Глава 9. Неизвестный друг
Олешек шёл по лесу и думал: «Как же я передам лётчику зелёную траву? Теперь уж наверняка все догадались, кто зажёг свет, кто открыл кран, сломал пылесос и переложил шахматы!»
Так он шёл, шёл и пришёл к зимовьюшке. Над погребом, где хранилась драгоценная банка с припасами, ветки были раскиданы и чьи-то следы вели от погреба к зимовьюшке, к порожку, занесённому мёрзлыми листьями.
Олешек вбежал в домик.
В зимовьюшке на ящике-стуле, опершись локтями на ящик-стол, сидел Валерка и уплетал колбасу.
— Ты что делаешь?! Положи на место! — крикнул Олешек и хотел дёрнуть колбасу за хвостик, но Валерка оттолкнул его руку.
— Отстань, толстый пузов! — и откусил большой кусок.
— Для тебя, что ли, колбаса? — чуть не плача, крикнул Олешек.

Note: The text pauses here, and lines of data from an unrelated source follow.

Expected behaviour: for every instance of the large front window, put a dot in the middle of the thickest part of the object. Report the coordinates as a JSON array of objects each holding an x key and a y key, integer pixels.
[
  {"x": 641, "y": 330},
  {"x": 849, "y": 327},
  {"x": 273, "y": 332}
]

— Для меня, — сказал Валерка спокойно и откусил новый кусок.
Олешек удивился и присмотрелся к Валерке повнимательнее.
— Ты, что ли, в буран попал и у тебя зуб на зуб не попадает? — спросил он с сомнением.
— Мы-гы… — утвердительно промычал Валерка и откусил третий кусок.
Олешек подошёл к нему ещё на шаг, присел на корточки и заглянул ему прямо в лицо:
— Ты, что ли, неизвестный друг? — спросил он не очень уверенно.
— Я известный, — сказал Валерка грустным голосом, отвернулся и вздохнул.
У Олешка в горле вдруг что-то защемило. Это ему стало жаль Валерку. Про что бы ему рассказать, чтобы он не вздыхал?
— А у меня тюльпан растёт, — сообщил Олешек. — Я его поливаю. Только он ещё не вырос.
— Какой ещё тюльпан? — спросил Валерка, и голос у него опять был тихий и грустный.
— Какой! Настоящий! Из луковицы!
— Из луковицы лук вырастет, — сказал Валерка, снова вздохнул и засунул в рот последний кусок колбасы с тоненьким хвостиком вместе.
— Нет, тюльпан! — смело ответил Олешек, хотя знал, что за это получит щелчок в лоб или в нос.
Но почему-то сегодня Валерка не стал давать ему щелчка, а отвернулся и принялся глядеть через окошко на самую высокую ёлку.
— Ты какой-то не такой, — удивился Олешек.
— Вот влезу на самую макушку, — ответил Валерка, — и буду сидеть не держась. И пусть хоть пожарную лестницу подставляют, пусть хоть из ружья стреляют не слезу.
И вдруг Олешек увидал, что глаза у Валерки красные и печальные, как будто он плакал.
— Кто из ружья? — спросил Олешек.
— «Кто, кто»! — передразнил Валерка. — Мой дядька, вот кто!
— А когда ты влезешь? — с уважением спросил Олешек.
— «Когда, когда»! Когда надо, тогда и влезу!
И Олешек подумал: человек, который может сидеть на верхушке ёлки не держась, даже когда в него стреляют из ружья, это очень храбрый человек. На него можно положиться. Пусть он отнесёт лётчику траву. И не жалко, что он съел колбасу.
— Пойдём скорей! — сказал Олешек. — Ну пойдём, я покажу тебе, я нашёл весну! Совсем зелёную траву, она растёт посреди снега!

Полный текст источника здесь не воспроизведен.